Crédit : Clovis Fecteau
Parler de langue et de culture, c’est marcher sur des œufs. J’y saute nu-pieds au risque de m’y couper.
Je reprendrai ici le titre d’un article de Maxime Pedneaud-Jobin publié dans La Presse dernièrement : « Si un Japonais parle grec, cela fait-il de lui un Grec ? ». Cette phrase représente bien le débat sur la culture et la langue qui oppose le Québec au reste du Canada anglophone. D’autant plus que la situation du français devient de plus en plus inquiétante et que le débat sur sa place occupe de plus en plus la scène politique. Le gouvernement du Québec et plus précisément le ministre de la Langue française et responsable des Relations canadiennes et de la Francophonie canadienne, Jean-François Roberge et Bernard Drainville, ministre de l’Éducation, semblent vouloir appeler les Québécoises et Québécois à une espèce de mobilisation de grande ampleur pour freiner, voire, renverser la tendance du déclin.
Une idée qui semble bien belle, mais dont la vision semble floue. Pour qu’une telle démarche fonctionne, tout dépendra de la place que l’on réservera au français. Sera-t-il une simple langue de communication? Ou sera-t-il le vecteur principal d’une culture riche, vibrante et unique?
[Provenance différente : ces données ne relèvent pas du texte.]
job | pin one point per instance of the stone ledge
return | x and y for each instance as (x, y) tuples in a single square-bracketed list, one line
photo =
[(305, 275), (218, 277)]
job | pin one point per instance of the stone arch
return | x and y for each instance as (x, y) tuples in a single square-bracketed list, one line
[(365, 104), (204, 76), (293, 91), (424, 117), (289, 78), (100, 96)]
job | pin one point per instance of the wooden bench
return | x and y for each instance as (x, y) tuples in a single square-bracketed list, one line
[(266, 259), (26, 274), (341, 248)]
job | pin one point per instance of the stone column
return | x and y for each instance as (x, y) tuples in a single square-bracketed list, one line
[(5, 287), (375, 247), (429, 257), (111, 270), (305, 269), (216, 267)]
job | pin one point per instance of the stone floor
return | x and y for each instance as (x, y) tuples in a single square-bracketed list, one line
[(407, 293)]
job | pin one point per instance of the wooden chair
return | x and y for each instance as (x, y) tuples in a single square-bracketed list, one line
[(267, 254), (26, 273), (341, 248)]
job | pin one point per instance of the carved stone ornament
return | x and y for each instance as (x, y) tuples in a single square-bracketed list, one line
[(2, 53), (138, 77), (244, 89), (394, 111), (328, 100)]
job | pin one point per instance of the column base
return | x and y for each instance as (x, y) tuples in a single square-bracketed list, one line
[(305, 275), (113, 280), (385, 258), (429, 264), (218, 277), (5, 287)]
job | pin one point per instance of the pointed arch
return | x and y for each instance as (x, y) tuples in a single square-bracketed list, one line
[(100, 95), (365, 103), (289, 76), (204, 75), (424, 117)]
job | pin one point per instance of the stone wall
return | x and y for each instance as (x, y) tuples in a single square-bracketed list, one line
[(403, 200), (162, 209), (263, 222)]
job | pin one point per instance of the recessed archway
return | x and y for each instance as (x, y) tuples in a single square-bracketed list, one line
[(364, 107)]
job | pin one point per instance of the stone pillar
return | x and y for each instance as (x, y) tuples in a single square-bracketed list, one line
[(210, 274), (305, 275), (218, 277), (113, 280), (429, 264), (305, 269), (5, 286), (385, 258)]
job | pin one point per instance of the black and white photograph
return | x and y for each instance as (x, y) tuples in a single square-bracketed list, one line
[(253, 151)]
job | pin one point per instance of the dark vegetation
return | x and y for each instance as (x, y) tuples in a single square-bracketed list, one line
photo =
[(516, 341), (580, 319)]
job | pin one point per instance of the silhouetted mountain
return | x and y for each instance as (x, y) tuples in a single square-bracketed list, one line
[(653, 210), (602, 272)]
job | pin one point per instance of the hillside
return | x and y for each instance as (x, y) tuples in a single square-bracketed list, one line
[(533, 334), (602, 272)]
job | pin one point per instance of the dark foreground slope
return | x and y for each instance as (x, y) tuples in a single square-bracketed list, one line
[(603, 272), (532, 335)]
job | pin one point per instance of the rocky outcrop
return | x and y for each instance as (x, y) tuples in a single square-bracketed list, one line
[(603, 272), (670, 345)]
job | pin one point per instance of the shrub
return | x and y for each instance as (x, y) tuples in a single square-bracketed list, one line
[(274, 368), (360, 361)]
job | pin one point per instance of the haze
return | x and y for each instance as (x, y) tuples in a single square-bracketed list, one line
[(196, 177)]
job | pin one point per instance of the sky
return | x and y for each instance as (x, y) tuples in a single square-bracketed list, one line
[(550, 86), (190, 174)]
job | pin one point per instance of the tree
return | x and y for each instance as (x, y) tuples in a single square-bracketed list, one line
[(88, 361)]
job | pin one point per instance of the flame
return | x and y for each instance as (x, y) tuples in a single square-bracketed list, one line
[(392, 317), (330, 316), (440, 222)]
Pour le Canada, la réponse semble claire, la langue n’est pas véhicule de culture. Cette dernière peut très bien être propagée et partagée dans différentes langues.
La nation québécoise possède une vision bien différente ; la culture est indissociable de la langue qui la porte et dès lors, pour qu’une culture soit riche, vibrante et unique la langue qui l’accompagne doit l’être tout autant. Si la culture est une cathédrale, au Canada, on a fait le choix d’en construire une pour y caser chacune et chacun. Ici, on a choisi d’en faire une pour tous.
Bien que la situation du français au Québec et au Canada semble encore faire débat, il semble qu’un consensus sur son déclin se met en place. Cependant, les mesures mises de l’avant par certains groupes pour la protéger divergent fortement. Si certains prônent des mesures restrictives quant à l’utilisation d’autres langues, certains mettent plutôt de l’avant une revalorisation de la culture. Je suis de cette avenue.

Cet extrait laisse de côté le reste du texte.